Reputation: 3291
I have two dataframes (actually data.tables).
set.seed(123)
dt1 <- data.table(P=rep(letters[1:3],c(4,2,3)),X=sample(9))
dt1
P X
1: a 3
2: a 7
3: a 9
4: a 6
5: b 5
6: b 1
7: c 2
8: c 8
9: c 4
and:
dt2 <- data.table(P=rep(letters[1:5],length=10),D=c("X","Y","Z","G","F"))
dt2
P D
1: a X
2: b Y
3: c Z
4: d G
5: e F
6: a X
7: b Y
8: c Z
9: d G
10: e F
Now I want to add a new column to dt1, with column "D" of dt2 where P has the same value in dt1 and dt2. It should look like this:
dt_new
P X D
1: a 3 X
2: a 7 X
3: a 9 X
4: a 6 X
5: b 5 Y
6: b 1 Y
7: c 2 Z
8: c 8 Z
9: c 4 Z
Upvotes: 3
Views: 152
Reputation: 59602
+1 to Arun's answer. To show the update-by-reference way to do this ...
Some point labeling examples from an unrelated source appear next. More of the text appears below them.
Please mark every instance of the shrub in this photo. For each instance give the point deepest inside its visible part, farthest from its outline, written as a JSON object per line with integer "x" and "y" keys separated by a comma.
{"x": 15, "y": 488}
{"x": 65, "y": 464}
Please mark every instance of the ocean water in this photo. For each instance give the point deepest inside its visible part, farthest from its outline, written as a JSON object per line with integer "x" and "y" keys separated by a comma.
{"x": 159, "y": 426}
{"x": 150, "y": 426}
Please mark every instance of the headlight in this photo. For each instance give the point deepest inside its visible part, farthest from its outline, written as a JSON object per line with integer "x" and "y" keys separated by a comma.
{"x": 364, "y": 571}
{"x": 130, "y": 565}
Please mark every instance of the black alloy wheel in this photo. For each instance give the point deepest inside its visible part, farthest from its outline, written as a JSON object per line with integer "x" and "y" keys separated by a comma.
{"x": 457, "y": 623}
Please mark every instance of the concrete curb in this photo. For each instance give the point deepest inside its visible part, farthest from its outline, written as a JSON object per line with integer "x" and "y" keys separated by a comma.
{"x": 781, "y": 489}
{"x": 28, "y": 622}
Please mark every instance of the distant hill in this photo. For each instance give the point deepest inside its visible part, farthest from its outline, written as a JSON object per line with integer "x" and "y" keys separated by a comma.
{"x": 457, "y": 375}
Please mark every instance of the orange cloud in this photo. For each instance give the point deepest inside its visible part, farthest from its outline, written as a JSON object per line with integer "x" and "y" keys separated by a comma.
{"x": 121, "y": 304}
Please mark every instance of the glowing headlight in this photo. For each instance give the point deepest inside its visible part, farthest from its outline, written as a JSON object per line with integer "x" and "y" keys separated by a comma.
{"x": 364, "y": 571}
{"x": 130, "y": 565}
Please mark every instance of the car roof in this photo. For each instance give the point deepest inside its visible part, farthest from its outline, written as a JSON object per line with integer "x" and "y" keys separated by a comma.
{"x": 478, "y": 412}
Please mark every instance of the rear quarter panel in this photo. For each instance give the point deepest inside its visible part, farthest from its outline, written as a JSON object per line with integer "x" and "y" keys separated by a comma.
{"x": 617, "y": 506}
Example data from question again:
set.seed(123)
dt1 = data.table(P=rep(letters[1:3],c(4,2,3)),X=sample(9))
dt2 = data.table(P=rep(letters[1:5],length=10),D=c("X","Y","Z","G","F"))
Removed dups in example data using unique()
as Arun did :
dt2 = unique(dt2)
dt2
P D
1: a X
2: b Y
3: c Z
4: d G
5: e F
Now add D by reference to dt1 with data from dt2. Like a foreign key in SQL. Admittedly this syntax isn't obvious or particularly elegant but it does avoid the copy of dt1
. So it can be significantly faster if dt1
is say 10GB in size.
setkey(dt2, P)
dt1[,D:={ .P=P # allows us to refer to the P from dt1 on next line
dt2[.P,D]$D}] # since P is type character, no need to J() or .()
dt1
P X D
1: a 3 X
2: a 7 X
3: a 9 X
4: a 6 X
5: b 5 Y
6: b 1 Y
7: c 2 Z
8: c 8 Z
9: c 4 Z
Or, keeping the duplicates in dt2:
set.seed(123)
dt1 = data.table(P=rep(letters[1:3],c(4,2,3)),X=sample(9))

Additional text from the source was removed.